Tony Mondestin, the director for the ministry of health in the northwest, confirmed that the quake had created a panic inside government-owned Immaculee de Port-de-Paix hospital, forcing injured residents to seek care at private hospitals after the staff fled.

Mondestin said his report indicates that 162 people suffered minor injuries in the northwest region and eight were seriously injured. He said help had arrived from Port-au-Prince including an ambulance, a surgeon, a nurse and medical supplies.

“The only thing left to do now is install the tent and try to find a way to begin to give the population service,” he said. He said he was in the process of rounding up the hospital staff.

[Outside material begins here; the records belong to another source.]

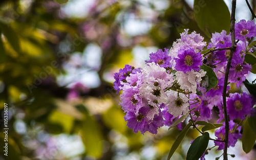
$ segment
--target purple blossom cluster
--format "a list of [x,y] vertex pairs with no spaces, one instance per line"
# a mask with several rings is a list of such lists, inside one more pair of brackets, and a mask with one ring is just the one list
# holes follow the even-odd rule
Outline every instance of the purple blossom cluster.
[[[256,36],[256,26],[253,21],[242,20],[236,24],[235,29],[236,37],[240,41],[237,41],[228,82],[239,87],[251,70],[245,57],[251,50],[247,51],[247,41]],[[170,126],[188,112],[194,122],[207,122],[214,118],[220,123],[224,119],[222,93],[231,34],[225,31],[212,34],[208,45],[195,31],[188,34],[188,30],[185,30],[180,35],[169,50],[151,53],[145,66],[136,68],[126,64],[115,73],[114,87],[118,93],[122,90],[120,105],[126,113],[124,120],[135,132],[156,134],[159,127]],[[204,48],[209,51],[202,53]],[[218,81],[215,86],[209,88],[212,77],[201,69],[203,65],[210,66],[216,74]],[[234,146],[241,134],[241,126],[232,121],[254,116],[256,101],[245,92],[230,93],[230,88],[227,86],[226,93],[230,120],[228,146]],[[217,119],[213,116],[214,110],[219,113]],[[177,126],[182,129],[181,123]],[[217,130],[215,135],[218,140],[224,140],[225,126]],[[215,145],[219,146],[218,150],[224,148],[223,142],[215,142]]]

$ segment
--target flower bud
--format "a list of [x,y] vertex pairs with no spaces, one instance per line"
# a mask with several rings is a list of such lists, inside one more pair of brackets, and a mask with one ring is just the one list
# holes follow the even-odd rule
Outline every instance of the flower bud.
[[128,75],[128,76],[130,76],[130,74],[132,73],[132,72],[131,71],[127,71],[126,72],[126,74]]
[[155,82],[155,83],[154,83],[154,85],[155,86],[158,86],[158,85],[159,85],[159,83],[158,83],[158,82]]

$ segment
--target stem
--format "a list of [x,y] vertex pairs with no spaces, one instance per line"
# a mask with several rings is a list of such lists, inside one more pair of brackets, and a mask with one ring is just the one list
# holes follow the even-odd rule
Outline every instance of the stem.
[[222,98],[223,99],[223,109],[225,117],[225,146],[223,152],[223,159],[227,160],[227,147],[228,143],[228,131],[229,131],[229,121],[227,115],[227,104],[226,100],[226,93],[227,92],[227,86],[228,80],[228,74],[229,73],[229,68],[230,68],[231,61],[233,57],[233,54],[236,51],[237,46],[236,45],[236,38],[234,36],[234,23],[236,21],[236,5],[237,1],[232,0],[232,11],[231,13],[231,27],[230,32],[231,34],[232,45],[231,47],[230,54],[228,57],[227,61],[226,72],[225,73],[225,79],[223,86],[223,91],[222,92]]
[[217,142],[225,142],[225,141],[224,141],[224,140],[218,140],[212,139],[211,139],[211,138],[210,138],[210,139],[209,139],[209,140],[212,140],[212,141],[217,141]]
[[217,49],[214,49],[214,50],[210,50],[210,51],[208,51],[207,52],[205,53],[203,56],[203,57],[205,57],[209,53],[210,53],[210,52],[214,52],[214,51],[222,51],[222,50],[231,50],[231,47],[227,47],[227,48],[224,48]]
[[[190,110],[190,105],[188,106],[188,108],[189,108],[189,110]],[[200,133],[202,134],[202,135],[203,135],[203,132],[201,132],[199,129],[198,129],[198,128],[197,128],[197,126],[196,126],[196,124],[195,124],[195,122],[193,120],[193,118],[192,118],[192,115],[191,115],[191,111],[189,111],[189,116],[190,117],[191,122],[192,122],[192,123],[193,123],[192,126],[193,127],[194,127],[195,128],[196,128],[196,129],[197,129],[197,130],[199,132],[200,132]]]
[[253,10],[251,8],[251,6],[250,5],[250,4],[249,4],[248,0],[245,0],[245,1],[246,2],[246,4],[247,4],[248,8],[249,8],[249,9],[250,10],[250,11],[251,12],[251,16],[252,17],[252,19],[253,19],[254,18],[256,18],[256,15],[255,15],[254,13],[253,12]]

A port city, Port-de-Paix has a population of over 462,000 inhabitants. The principal mayor, Josué Alusma, is in hiding, accused by some in the population of orchestrating the death of one of two assistant mayors with a backhoe earlier this year. As as result, residents and public works employees were left to fend for themselves in the wake of the quake.

Tremors were felt throughout the country, triggering panic. At least two aftershocks were also registered, according to Civil Protection.

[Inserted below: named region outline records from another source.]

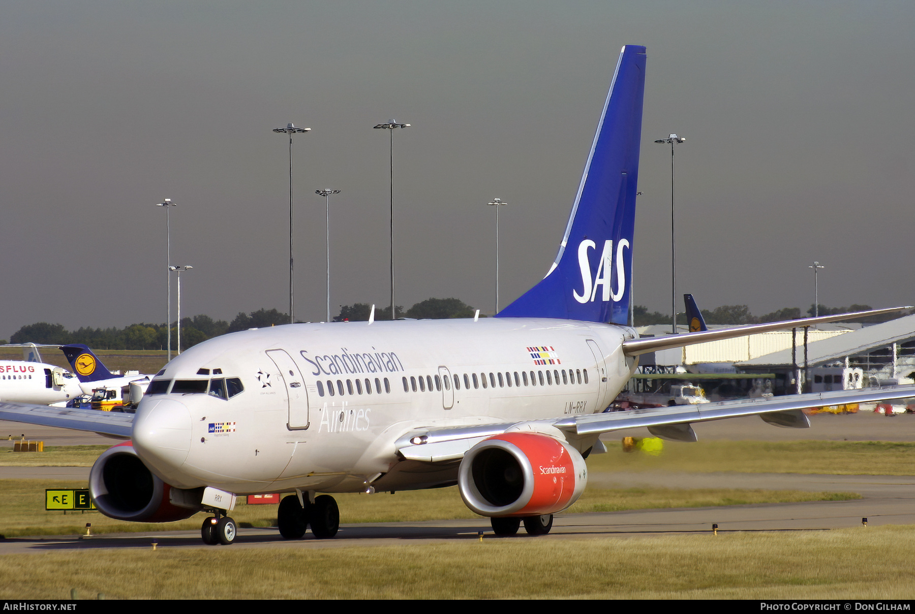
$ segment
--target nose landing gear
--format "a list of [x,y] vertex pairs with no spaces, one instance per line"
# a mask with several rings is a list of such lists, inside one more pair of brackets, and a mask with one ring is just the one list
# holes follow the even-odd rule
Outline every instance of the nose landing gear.
[[235,521],[229,516],[220,518],[219,512],[216,515],[204,520],[200,527],[200,537],[207,545],[217,544],[229,545],[235,541],[237,535],[238,527],[235,525]]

Last month after tremors were felt in Fort-Liberté, Cap-Haïtien and Grande Rivière du Nord, the director of the Bureau of Mines and Energy, Claude Prépetit, said in a press conference that northern Haiti, the west and Nippes regions, were most at risk for a major quake and warned Haitian authorities. A geological engineer whose office monitors seismic activity, Prépetit said Haiti’s seismic detection system had recorded about 26 earthquakes between 2.9 and 4.6 on the Richter scale during the first eight months of this year.

“I urge the population to keep calm, following the passage of the earthquake whose epicenter is located in the northwest coast,” Haitian President Jovenel Moïse posted on Twitter. “The [disaster] risk management system and the regional branches of the Civil Protection are on standby to assist the inhabitants of the affected areas.”

Minutes after the quake, reports started trickling in about houses, a Catholic church and the main police station in Port-de-Paix being destroyed or damaged.


“Civil Protection teams are hard at work across the country and especially in the northwest, where two minor aftershocks have been felt,” the office said in a release. It confirmed that no tsunami warning was issued in connection with the earthquake.









The last time an earthquake hit Haiti was in 2010; more than 300,000 people were killed.